The important thing for Latino voting organizers in Georgia is that the community feels that it is part of the electoral process, and they're enlisting the help of Latino youth to help with voter outreach.
A new year is finally here, but for Gigi Pedraza, executive director of the Latino Community Fund in Georgia, the 2020 election season is still going strong.
The nonpartisan organization, which works to increase voter turnout among Latinos regardless of their politics, jumped from one election to another as the presidential race gave way to perhaps the most important runoff elections in years. The group is canvassing, sending text messages, and putting up Spanish-language billboards across the state to turn out voters for Tuesday’s two Georgia Senate races.
“For us in Georgia, we knew it was very likely that there was going to be a runoff, so we started preparing immediately with information and education on what the senatorial seats were,” Pedraza told Cheddar. “We basically never stopped.”
With control of the Senate hanging in the balance, the increasingly important Latino vote has become a primary target for both Republicans and Democrats in the state.
While in the past the demographic has leaned Democrat, Republicans haven’t given up on appealing to Latino voters, especially as the Senate races have tightened. The incumbents, Republican Sens. David Perdue and Kelly Loeffler, are facing fierce challenges from Democrats Jon Ossoff and Rev. Raphael Warnock. As of Monday, both races appear to be incredibly close.
The Latino Community Fund is just one of several groups trying to engage Latino voters through both elections — each of which offered distinct challenges for increasing turnout.
“One of the things that we learned during the general election is that while voters were very sure who to vote for for president, they really didn’t know about the senatorial races or city council races or any of the constitutional amendments that were on the ballot,” Pedraza said.

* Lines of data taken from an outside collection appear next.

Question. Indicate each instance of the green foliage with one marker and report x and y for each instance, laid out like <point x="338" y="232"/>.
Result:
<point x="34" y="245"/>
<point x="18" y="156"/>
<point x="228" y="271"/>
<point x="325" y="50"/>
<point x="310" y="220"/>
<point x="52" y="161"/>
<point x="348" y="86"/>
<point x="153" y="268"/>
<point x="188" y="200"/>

The important thing, Pedraza added, is that Latino voters feel like they are a part of the electoral process, whoever they’re voting for.
But spreading information about down-ballot races has gotten more difficult as partisanship intensified during the runoffs.
“The increase of election-related mail, phone calls, and social media going into the runoff has led to exhaustion on the part of Latino voters,” said Rebeca Gibbons, executive director of Unidos Latino Association, Inc., another nonpartisan group serving Rockdale and Newton counties in the Atlanta metropolitan area.